The Pew Research Center publishes a quarterly magazine, Trust, and a couple of years ago the magazine published a primer for the organization’s earliest research into Generation Z. “Baby boomers grew up as television was expanding. Generation X grew up as the computer revolution was unfolding, and millennials came of age during the expansion of the internet,” the editor Daniel LeDuc writes.
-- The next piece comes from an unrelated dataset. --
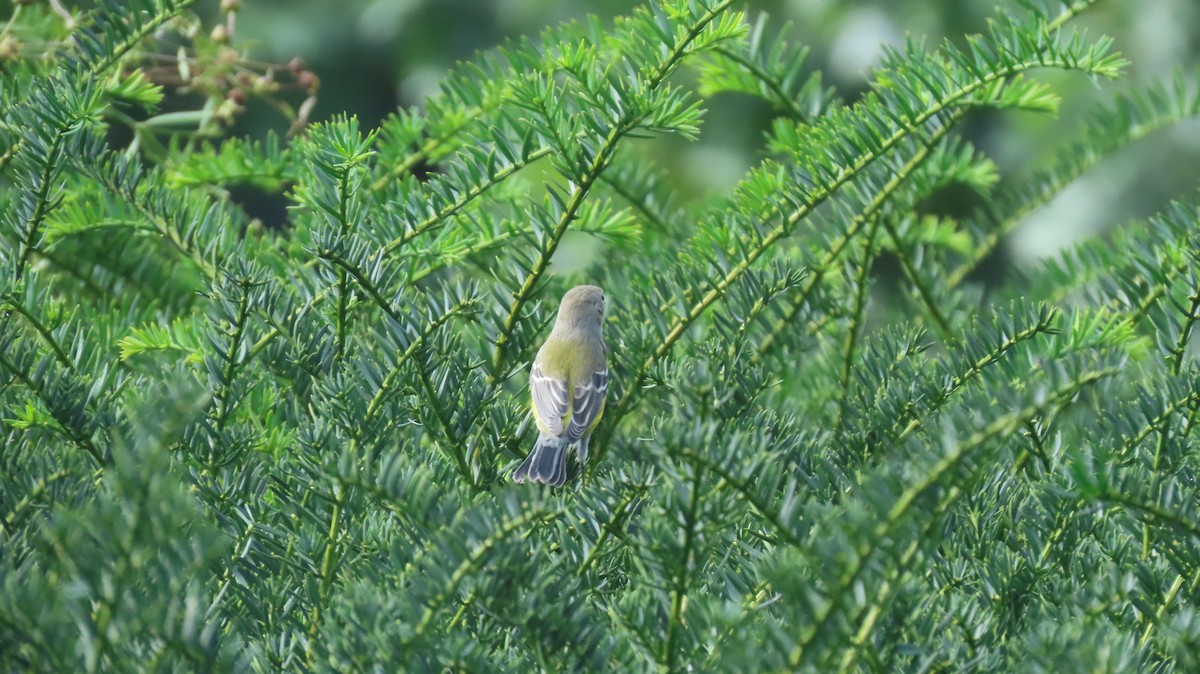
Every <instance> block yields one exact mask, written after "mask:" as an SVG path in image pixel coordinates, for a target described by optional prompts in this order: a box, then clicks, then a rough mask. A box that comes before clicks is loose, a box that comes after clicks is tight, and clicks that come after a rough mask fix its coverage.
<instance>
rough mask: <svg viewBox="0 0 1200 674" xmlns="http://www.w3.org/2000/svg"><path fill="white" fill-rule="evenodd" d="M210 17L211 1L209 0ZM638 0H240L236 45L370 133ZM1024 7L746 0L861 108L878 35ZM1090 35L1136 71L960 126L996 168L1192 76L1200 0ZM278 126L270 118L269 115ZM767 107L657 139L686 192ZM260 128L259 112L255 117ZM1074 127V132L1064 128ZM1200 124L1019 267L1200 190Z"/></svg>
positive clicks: (1116, 25) (947, 22)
He describes zoomers as “the first generation to come of age with technological advances such as the smartphone not as something new to be adopted, but simply as an accepted part of everyday life.” Kim Parker, Pew’s director of social trends research, adds that zoomers inherit “a different kind of economy” (compared to millennials who graduated into the Great Recession) and “a different political environment” (compared to millennials who might recall the political order before the current age of hyperpolarization). The literature never gets much more specific than this.
These reasons for differentiating zoomers from millennials sound rather soft and vague compared to the impetus for grouping the baby boomers apart from other generations. It seems we’re being invited to equate the conclusion of the deadliest war in human history with the popularization of the iPhone. Writing against the generational labels for The Atlantic, Joe Pinsker underscores the concept creep from the Silent Generation to Generation Z. “Baby boomers are the only currently living cohort defined by an actual demographic event,” he writes. The trivialization of these terms begins with Generation X, a generation entirely defined by its favorite musicians, movies, authors, and drugs. That’s where generational sorting becomes less of a political concern and more a recurring pseudo-crisis for arts critics. Like many critics of generational sorting, Pinsker sees pundits and pitchmen pushing these terms and pitting the so-called generations against one another in order to captivate a target audience with age-related insecurities. It’s often clickbait.
It’s trivial to note that zoomers, unlike millennials, were too young to witness 9/11. It’s apparently much harder for surveyors to articulate what that substantially means or why that sort of observation should serve as a basis for a new demographic identification. There’s a certain grasping in these terms, so easily made to sound, as Louis Menaud notes in The New Yorker, like astrology. Pinsker quotes Bobby Duffy, author of The Generation Myth: Why When You’re Born Matters Less Than You Think, who discounts the generational labels at length in his book. But Duffy sympathizes with the urge to draw such distinctions—“We love to tell ourselves these stories about who we are and aren’t,” he tells Pinsker—and Duffy resigns himself to the quick ubiquity of such terms. “They’re out there,” he says, “and our job is to improve the analysis.”
It’s perhaps asking too much for social scientists to invalidate half a century’s worth of demographic assessment of the baby boomers. But what about “Generation Z,” a term that’s so far struggled to establish any meaningful difference between millennials and zoomers? Are we really, simply stuck with these terms? What do we lose in rejecting “zoomer”? We stand to gain a far more accurate and sensible comprehension of our culture, and ourselves. We can speak about Olivia Rodrigo without speaking in circles. We can begin to understand why two supposedly divergent generations both mostly echo Drake, Kanye, Taylor, and others. It’s not too late to improve the analysis. We’re just a couple decades—and a generation deep—into the millennium.